Pour l’heure, le gouvernement fraîchement formé ressemble à de nombreuses figures à l’ancien régime, à commencer par son président, véritable cacique des régimes Bourguiba et Ben Ali. L’élection démocratique du candidat Béji Caid Essebsi du parti Nidaa Tounes devait clore trois années pénibles pour les Tunisiens, entre montée en flèche du parti islamique Ennahdha, les assassinats politiques de Chokri Belaïd et Mohamed Brahmi, et pour finir, le chômage dont les premières victimes étaient les diplômés de l’ère Ben Ali.
Dans ces moments de désespoir du présent et d’appréhension du futur, on préfère tourner le regard vers un passé nostalgique. Une certaine habitude s’est installée, à comparer la situation présente de la Tunisie à celle de Bourguiba, érigé en idole et en référence intemporelle.
L’éducation, combat éternel de ce dernier durant son règne, est aujourd’hui un tas de ruines. L’école tunisienne vit au rythme des grèves, dans lesquelles les syndicats jusqu’au-boutistes voient « l’année blanche » comme une simple réponse aux réformes ministérielles. L’enfant tunisien est peut-être, avec les chômeurs, le premier sacrifié de cette révolution. Le taux d’abandon scolaire a atteint la barre des 100 000 élèves l’an dernier, tandis que certains enseignants de l’intérieur du pays, sont contraints à remplacer le tablier par les bottes d’agriculteur pour arrondir les « faims » de mois.
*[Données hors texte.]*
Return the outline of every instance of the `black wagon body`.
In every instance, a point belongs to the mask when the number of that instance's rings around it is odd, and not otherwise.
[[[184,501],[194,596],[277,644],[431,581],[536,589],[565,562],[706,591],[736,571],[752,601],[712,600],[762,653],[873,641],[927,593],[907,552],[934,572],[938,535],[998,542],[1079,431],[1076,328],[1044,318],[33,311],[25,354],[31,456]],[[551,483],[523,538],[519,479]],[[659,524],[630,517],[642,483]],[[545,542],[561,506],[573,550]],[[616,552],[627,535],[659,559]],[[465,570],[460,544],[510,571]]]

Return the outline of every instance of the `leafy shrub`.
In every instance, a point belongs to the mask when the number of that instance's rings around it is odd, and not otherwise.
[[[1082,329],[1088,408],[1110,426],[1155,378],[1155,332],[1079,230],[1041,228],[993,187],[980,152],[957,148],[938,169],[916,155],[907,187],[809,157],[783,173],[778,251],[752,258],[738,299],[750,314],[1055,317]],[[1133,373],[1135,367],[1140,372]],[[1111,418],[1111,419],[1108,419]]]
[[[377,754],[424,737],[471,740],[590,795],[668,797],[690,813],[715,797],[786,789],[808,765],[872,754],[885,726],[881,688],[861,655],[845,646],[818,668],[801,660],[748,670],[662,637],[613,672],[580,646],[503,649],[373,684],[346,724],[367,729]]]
L’après Ben Ali a changé le visage de la Tunisie. D’un visage grassouillet en apparence, sa fuite a levé le rideau sur la réalité tunisienne, un visage creux dont les rides dévoilent toutes les failles héritées de l’ancien système, maquillé à coup de tourisme attractif et de statistiques tronquées. Les anciens touristes en quête de soleil low cost ont laissé place à un nouveau type de tourisme, celui de la curiosité. Tunis est devenue the place to be pour les étudiants, journalistes en devenir et militants des Droits de l’Homme. Tous veulent voir ce qu’est devenue la révolution tunisienne, comme si elle ne s’était jamais arrêtée. L’Avenue Habib Bourguiba qui a contenu cette première révolution arabe n’est aujourd’hui qu’un lieu de passage, et prête occasionnellement quelques mètres à des manifestations de courte durée, sous la bienveillance policière. La révolution n’est plus que simple fierté, elle est traumatisme et déception.
Pourtant, la Tunisie est souvent citée en exemple dans le monde arabe, en comparaison avec les tragédies libyenne et syrienne, et le tournant militaire en Égypte. Mais la Tunisie est-elle vraiment un exemple de réussite révolutionnaire et démocratique, ou seulement le pays qui a le moins souffert de la violence ?
Car la violence actuelle, c’est l’État, le chômage, les inégalités. Le vote pour Béji Caid Essebsi n’était pas réellement une conviction laïque mais un vote sanction contre Moncef Marzouki, l’homme du consensus entre technocrates et religieux. Et pourtant, le gouvernement supposé anti-islamistes ne pouvait être viable qu’en y incluant des personnalités du parti Ennahdha, dont le porte-parole dispose du portefeuille de l’Emploi et de la Formation, un secteur vital pour la Tunisie, exsangue de sa jeunesse en recherche d’emploi.
Nidaa Tounes, un parti qui se voulait laïc dans un pays qui a l’Islam pour religion d’État. Un parti qui voulait mettre en avant la jeunesse, et qui a porté au pouvoir un homme âgé de 88 ans. La jeunesse a depuis longtemps abandonné l’espoir d’une réelle démocratie en Tunisie. Reste quelques échappatoires, qui formeront peut être les prochaines têtes pensantes du pays, entre prolifération artistique et luttes syndicales.
Donner tout ce qu’il reste, même si le cœur n’y est plus vraiment.